À Séoul, le président Moon Jae-in a placé les forces militaires en alerte et appelé le Conseil de sécurité de l’ONU, qui se réunira en urgence lundi, à imposer de nouvelles sanctions visant à «isoler» totalement le Nord. Le dirigeant sud-coréen a également demandé à Trump le déploiement «d’atouts stratégiques» sur son territoire pour dissuader Pyongyang, dont l’artillerie lourde menace sa capitale. Sous la pression croissante du camp conservateur qui réclame le retour d’armes atomiques américaines sur la péninsule, voire le développement d’une bombe sud-coréenne, l’administration de centre gauche négocie le déploiement régulier de chasseurs furtif F35 et F22 américains, avec, à la clé, de massives commandes d’armes auprès de Washington.

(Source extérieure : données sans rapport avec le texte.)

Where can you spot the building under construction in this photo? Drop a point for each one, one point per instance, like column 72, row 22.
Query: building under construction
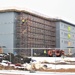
column 21, row 30
column 26, row 30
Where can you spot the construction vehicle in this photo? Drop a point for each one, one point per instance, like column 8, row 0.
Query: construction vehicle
column 56, row 53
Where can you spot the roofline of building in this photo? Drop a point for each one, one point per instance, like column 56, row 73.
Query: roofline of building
column 29, row 12
column 60, row 20
column 36, row 14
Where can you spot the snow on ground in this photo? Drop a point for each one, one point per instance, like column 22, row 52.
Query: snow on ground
column 55, row 59
column 52, row 59
column 14, row 72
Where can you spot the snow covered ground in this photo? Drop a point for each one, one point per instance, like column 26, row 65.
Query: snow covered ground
column 55, row 59
column 41, row 59
column 13, row 72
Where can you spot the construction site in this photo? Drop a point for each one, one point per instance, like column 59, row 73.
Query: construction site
column 25, row 30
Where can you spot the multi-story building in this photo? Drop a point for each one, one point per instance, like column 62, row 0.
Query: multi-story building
column 23, row 29
column 65, row 36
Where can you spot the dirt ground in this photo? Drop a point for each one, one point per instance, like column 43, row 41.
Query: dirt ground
column 57, row 70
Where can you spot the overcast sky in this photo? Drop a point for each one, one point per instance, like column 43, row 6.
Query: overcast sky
column 63, row 9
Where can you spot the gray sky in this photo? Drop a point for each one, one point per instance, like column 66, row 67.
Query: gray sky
column 63, row 9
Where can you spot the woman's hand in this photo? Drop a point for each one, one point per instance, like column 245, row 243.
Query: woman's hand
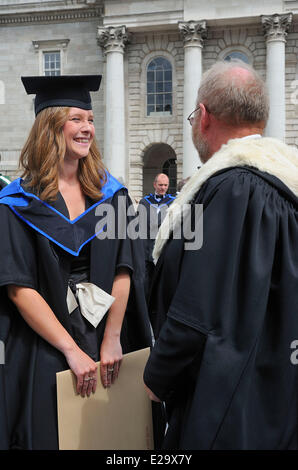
column 110, row 360
column 39, row 316
column 85, row 370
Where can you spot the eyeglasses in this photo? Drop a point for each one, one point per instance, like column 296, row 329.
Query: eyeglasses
column 191, row 116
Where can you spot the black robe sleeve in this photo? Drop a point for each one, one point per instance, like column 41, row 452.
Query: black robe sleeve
column 16, row 252
column 239, row 291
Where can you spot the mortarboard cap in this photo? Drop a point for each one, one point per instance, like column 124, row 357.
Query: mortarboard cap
column 62, row 90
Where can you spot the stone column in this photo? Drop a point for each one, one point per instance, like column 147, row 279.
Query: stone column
column 193, row 33
column 113, row 41
column 275, row 30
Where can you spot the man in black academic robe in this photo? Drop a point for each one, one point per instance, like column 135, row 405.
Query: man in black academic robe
column 152, row 210
column 225, row 314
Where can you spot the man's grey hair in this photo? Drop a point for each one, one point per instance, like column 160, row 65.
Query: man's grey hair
column 233, row 97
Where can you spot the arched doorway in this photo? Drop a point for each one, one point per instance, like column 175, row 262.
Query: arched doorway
column 159, row 158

La Chine, seule alliée de la Corée du Nord, a également «vigoureusement» condamné les «mauvaises initiatives» de son protégé, promettant une application sans faille des sanctions. En France, le président Emmanuel Macron a appelé la communauté internationale «à la plus grande fermeté».
Provocation atomique
Mais les chancelleries ont attendu dimanche avec anxiété la réaction de Donald Trump qui avait promis le «feu et la colère» au dictateur en cas de provocation atomique, le mois dernier. Accaparé par la tempête Harvey, le «commander in chief» s’est fendu de tweets laconiques dénonçant un «État voyou», pointant le manque d’engagement de la Chine et évoquant un arrêt des échanges avec tout pays faisant des affaires avec Pyongyang. Comme un disque rayé. «Ce test réduit encore ses options. Kim démontre qu’il sait prendre des risques calculés, bien plus que son père», juge Nilsson-Wright. Alors que Kim Jong-il avait joué de la bombe comme d’une carte de négociation jusqu’à sa mort en 2011, son fils a accéléré le programme atomique et balistique, multipliant des essais, notamment d’ICBM, cette année, ignorant les mises en garde de la Maison-Blanche. «La campagne touche bientôt à sa fin. Ils vont conduire encore un ou deux tests de missiles pour récolter des données. Puis ils seront prêts à négocier en position de force en exigeant la reconnaissance de leur statut de puissance nucléaire comme le Pakistan ou l’Inde» prédit O’Carroll. Une exigence jugée inacceptable à Washington, où les faucons partisans d’une frappe préventive sont en embuscade.